Kayla Bledsoe, a student who organized the protest, told The Indy Channel that the school’s expressed attempts to meet students ‘halfway’ is falling short. “They’ll accept us as students,” she said, while still maintaining that the school’s message is that LGBTQ+ students “do not run in line with…Catholic teaching.”

Horan saidd that the group’s current challenges to gain visibility and acceptance on campus are not new. “Historically, any attempt at sustaining an LGBTQ+ student organization has been shut down and not given support.” She pointed out that faculty and staff have also been “instructed not to support or give any assistance to the group.”
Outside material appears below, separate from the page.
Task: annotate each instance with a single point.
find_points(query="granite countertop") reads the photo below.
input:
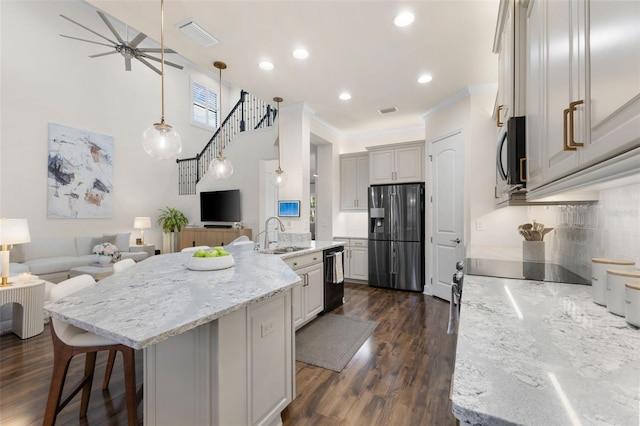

Since April’s protest, there have been some moves towards conversation between the Marian Alliance and the school administration. According to Karina Mosqueda Yepez, Alliance president, Dean of Students Ruth Rodgers plans to meet with students over the summer to “collaborate and talk about future events.” She said that the administration expressed a willingness to work with the students in search of some middle ground.

“They also said that they want us to feel welc

ome,” Yepez said, but they’re trying to find how to reconcile that with Catholic tradition. “All we have wanted and still want is to be acknowledged on campus and to be treated like any other club on campus without policing from the higher-ups of the school.”

Yepez continued:

“We want to be able to host our events and to be able to celebrate and educate those around us about who the LGBTQ+ community is, and that we are walking on campus with them, sitting in classes with them, and possibly even best friends with people who aren’t supportive. We are just done hiding, we’re here and we’re queer.”

While members of the administration at Marian University and many Catholic colleges may feel a tension between a Catholic identity and a LGBTQ+ one, it is precisely these types of restrictions on expression that make the tension exist in the first place. And what about the Catholic value of welcoming and accepting all people?  Why isn’t that given priority? Even declaring the existence of an LGBTQ+ group a ‘hot button topic’ will make students feel isolated from their campus community. Greater dialogue needs to exist to ensure that groups like the Marian Alliance are allowed to flourish with the same rights as all student organizations within a Catholic university.